You might have come across lateral epicondylitis, aka tennis elbow; it is one of the common types of work-related injuries. Most tennis players have suffered from this disease, which does not generally occur from one incident. Tennis elbow occurs from degeneration of the tendons in the elbow area due to overuse. Many jobs leave employees vulnerable to this disease. To know more about the compensation for this disease, contact Snow, Carpio and Weekley, PLC.
Is tennis elbow covered in workers’ compensation?
Sufferers of tennis elbow experience weakness or pain in their outer elbow. Rather than inflammation that causes this disease, the problem is due to weak tendons that have been overused. This is why the tennis elbow is known as repetitive motion injury or stress. Repetitive moments like lifting or moving heavy items, curling motion of the arm, or even pushing the arm from side to side can lead to the development of a tennis elbow.
Various occupations are related to this condition, including dentists, construction workers, mechanics, butchers, painters, and even musicians. Symptoms of this disease include pain in the elbow, aches along the forearm, or a burning sensation in the arm. Some people complain about weak grip on items like a cup of coffee.
Yes, tennis elbow is covered under workers’ compensation. Most of the time, the repetitive motions related to the individual’s job are the risk factors for developing tennis elbow. But the condition is treatable. Physical therapy, like strength training and stretches, may be required. Sometimes, the individual may require surgery or even need to wear a brace.

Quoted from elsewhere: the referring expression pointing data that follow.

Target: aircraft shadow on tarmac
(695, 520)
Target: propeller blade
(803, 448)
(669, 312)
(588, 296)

Many workers stress loss of income while recovering from tennis elbow. It may take weeks to recover, if not longer, in a few cases.
Treating tennis elbow
There is no such treatment to cure tennis elbow. With a proper exercise regimen and rest, tennis elbow will get better on its own. Approximately 80 to 90% of every case of tennis elbow improves. However, the person suffering from it should treat the condition effectively.
It is essential to avoid specific movements while suffering from tennis elbow, like, carrying objects, fully extending the arm, repeatedly grasping objects, using one hand to lift heavy objects, etc.
Apart from avoiding such movements, it is also important to let the forearm muscles to rest. Ice compression cna help decrease the swelling of the affected tendon. For many workers suffering from tennis elbow, taking time off to rest is not an option.